Nor can we doubt, rare as are the authentic expressions of Shakespeare’s personal feeling in his works, that the poet was himself fully aware of the homely and conservative cast of all his thinking. Readers have always, and rightly, recognized the inner voice of the dramatist’s own conviction in the words with which Biron abjures


Taffeta phrases, silken term precise,
Three-pil’d hyperboles, spruce affectation,
Figures pedantical.’


‘I do forswear them,’ says Biron, ‘and I here protest . . .

Henceforth my wooing mind shall be express’d
In russet yeas and honest kersey noes.’[1]

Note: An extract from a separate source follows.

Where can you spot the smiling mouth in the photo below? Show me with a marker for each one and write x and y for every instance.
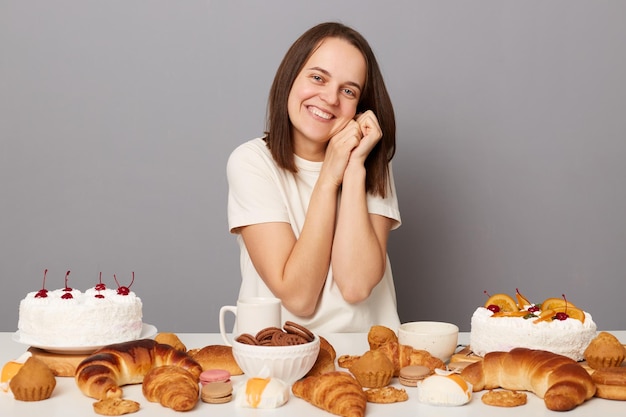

The volatile Biron, it is probable, found the vow too hard to keep; but for Shakespeare, who here speaks through him, russet and kersey were to the end the only wear. In his seventy-sixth Sonnet he expresses, with a candid clarity impossible to discount, his realization of the intellectual gulf which separated him from the peacock race of the true Elizabethans:


‘Why is my verse so barren of new pride,
So far from variation or quick change?
Why with the time do I not glance aside
To new-found methods and to compounds strange?
Why write I still all one, ever the same,
And keep invention in a noted weed,
That every word doth almost tell my name,
Showing their birth, and where they did proceed?’

  1. Love’s Labour’s Lost, V. ii. 407 ff.